6.1 Structured Problem Solving
Decompose complex problems into parts: "How would you estimate the number of petrol pumps in India?" Break into: number of cars → fuel consumption → daily fuel demand → capacity per pump → number of pumps. MECE (Mutually Exclusive, Collectively Exhaustive) frameworks. Issue trees. Estimation questions (Fermi problems): practice at market sizing, not just aptitude math. The consulting-style thinking that product companies test in interviews.
6.2 Assumption Identification & Argument Evaluation
"Online education is better than classroom education." What are the implicit assumptions? What evidence would support/refute this? Strong arguments vs weak arguments. Identifying logical fallacies: ad hominem, straw man, false dichotomy, appeal to authority, circular reasoning. Critical analysis of claims: "Our app has 1 million downloads" — but how many active users? What's the retention rate? The thinking skill for evaluating any claim, from marketing to AI outputs.
6.3 Decision Making & Prioritisation
Given multiple options with trade-offs, choose the best course of action. Impact vs effort matrices. Urgency vs importance (Eisenhower matrix). "You have ₹10L and three investment options with different risk-return profiles — which do you choose and why?" Situational judgment tests (SJTs) increasingly used by Capgemini, Deloitte, and consulting firms. Not about "right answers" — about demonstrating REASONED decision-making under uncertainty.
6.4 Case Study Analysis
"A food delivery startup's orders dropped 20% last month. Investigate." Structure: clarify the metric → identify possible causes (external: competition, seasonality; internal: app issues, delivery quality, pricing) → prioritise by likelihood and data availability → propose investigation plan. The consulting case-study format increasingly used at product companies (Flipkart, Swiggy, Zomato) for analytical roles. Tests: structured thinking, hypothesis generation, and communication.

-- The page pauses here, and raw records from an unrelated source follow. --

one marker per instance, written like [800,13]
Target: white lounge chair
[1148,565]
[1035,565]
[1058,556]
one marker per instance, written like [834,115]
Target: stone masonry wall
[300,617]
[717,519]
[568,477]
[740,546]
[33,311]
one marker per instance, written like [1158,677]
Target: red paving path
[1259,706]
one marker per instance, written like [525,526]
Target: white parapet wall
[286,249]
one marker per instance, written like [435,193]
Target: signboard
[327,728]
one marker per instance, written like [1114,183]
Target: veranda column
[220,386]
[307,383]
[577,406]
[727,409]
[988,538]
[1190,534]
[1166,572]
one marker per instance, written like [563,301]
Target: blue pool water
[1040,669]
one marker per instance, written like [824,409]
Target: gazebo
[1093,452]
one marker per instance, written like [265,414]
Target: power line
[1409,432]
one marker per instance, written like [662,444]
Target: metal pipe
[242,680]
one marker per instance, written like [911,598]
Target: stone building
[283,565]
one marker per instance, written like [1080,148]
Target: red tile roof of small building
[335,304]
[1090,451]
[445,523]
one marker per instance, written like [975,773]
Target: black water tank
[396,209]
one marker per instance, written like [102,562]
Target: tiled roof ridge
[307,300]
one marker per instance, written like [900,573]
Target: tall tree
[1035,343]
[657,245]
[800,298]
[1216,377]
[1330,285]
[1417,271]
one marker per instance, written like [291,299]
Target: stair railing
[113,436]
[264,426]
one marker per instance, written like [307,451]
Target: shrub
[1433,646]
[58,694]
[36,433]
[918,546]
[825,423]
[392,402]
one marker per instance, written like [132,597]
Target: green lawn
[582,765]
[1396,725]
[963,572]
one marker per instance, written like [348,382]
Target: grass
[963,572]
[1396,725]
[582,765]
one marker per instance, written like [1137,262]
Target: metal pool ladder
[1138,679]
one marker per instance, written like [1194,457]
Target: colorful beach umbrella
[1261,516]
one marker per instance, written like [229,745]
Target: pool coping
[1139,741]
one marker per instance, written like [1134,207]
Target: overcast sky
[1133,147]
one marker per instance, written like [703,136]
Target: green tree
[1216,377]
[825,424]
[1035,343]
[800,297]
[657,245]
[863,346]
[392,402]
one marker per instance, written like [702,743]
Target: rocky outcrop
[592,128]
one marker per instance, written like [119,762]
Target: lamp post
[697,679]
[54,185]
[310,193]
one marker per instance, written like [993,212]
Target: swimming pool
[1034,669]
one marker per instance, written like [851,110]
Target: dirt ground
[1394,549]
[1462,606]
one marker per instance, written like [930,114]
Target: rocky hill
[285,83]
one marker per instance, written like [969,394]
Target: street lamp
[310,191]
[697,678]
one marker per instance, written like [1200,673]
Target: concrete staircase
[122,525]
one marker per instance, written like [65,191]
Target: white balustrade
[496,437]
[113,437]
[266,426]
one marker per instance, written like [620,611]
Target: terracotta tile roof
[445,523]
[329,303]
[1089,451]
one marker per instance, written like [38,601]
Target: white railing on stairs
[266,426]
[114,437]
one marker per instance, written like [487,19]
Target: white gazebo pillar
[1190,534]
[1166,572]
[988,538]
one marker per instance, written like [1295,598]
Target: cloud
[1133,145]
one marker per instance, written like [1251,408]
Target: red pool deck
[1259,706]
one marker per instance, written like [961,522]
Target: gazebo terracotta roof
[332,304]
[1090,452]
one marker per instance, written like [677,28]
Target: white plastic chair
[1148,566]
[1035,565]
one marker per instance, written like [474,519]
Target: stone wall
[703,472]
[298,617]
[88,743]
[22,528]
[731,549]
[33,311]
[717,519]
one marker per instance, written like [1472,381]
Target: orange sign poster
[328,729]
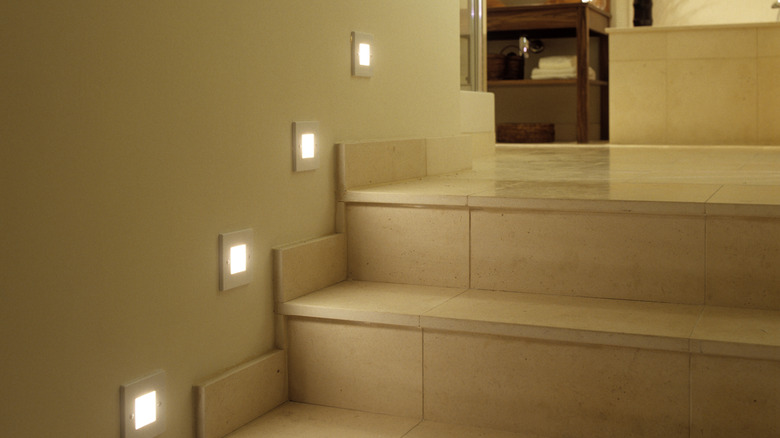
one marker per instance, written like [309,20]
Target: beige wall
[132,134]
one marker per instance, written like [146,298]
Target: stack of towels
[558,67]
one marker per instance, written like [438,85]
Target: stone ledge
[697,329]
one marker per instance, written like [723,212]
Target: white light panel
[235,256]
[362,54]
[142,404]
[306,145]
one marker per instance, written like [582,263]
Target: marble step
[661,251]
[687,225]
[298,420]
[542,365]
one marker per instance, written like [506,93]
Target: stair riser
[540,388]
[686,259]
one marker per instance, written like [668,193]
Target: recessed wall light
[142,403]
[362,54]
[235,256]
[306,154]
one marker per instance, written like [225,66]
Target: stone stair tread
[662,326]
[300,420]
[365,301]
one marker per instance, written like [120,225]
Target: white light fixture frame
[362,54]
[139,388]
[227,241]
[306,146]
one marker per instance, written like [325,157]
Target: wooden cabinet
[582,21]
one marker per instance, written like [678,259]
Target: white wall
[132,134]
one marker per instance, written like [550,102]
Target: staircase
[547,292]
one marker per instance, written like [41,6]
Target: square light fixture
[235,255]
[142,403]
[362,54]
[306,153]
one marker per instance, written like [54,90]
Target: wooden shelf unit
[582,21]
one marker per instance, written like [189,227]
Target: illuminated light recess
[235,255]
[237,259]
[364,54]
[307,146]
[145,409]
[142,406]
[306,141]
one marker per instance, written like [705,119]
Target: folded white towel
[559,73]
[557,62]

Placement relevance: Product companies (Flipkart, Razorpay, Swiggy) and consulting firms (Deloitte, KPMG, EY) test critical thinking through estimation questions, case studies, and situational judgment. These questions have NO "formula" — they test THINKING PROCESS, not calculation skill. "Walk me through how you'd approach this problem" — the interviewer evaluates structure, not the final number. This module is what separates service company hires from product company hires.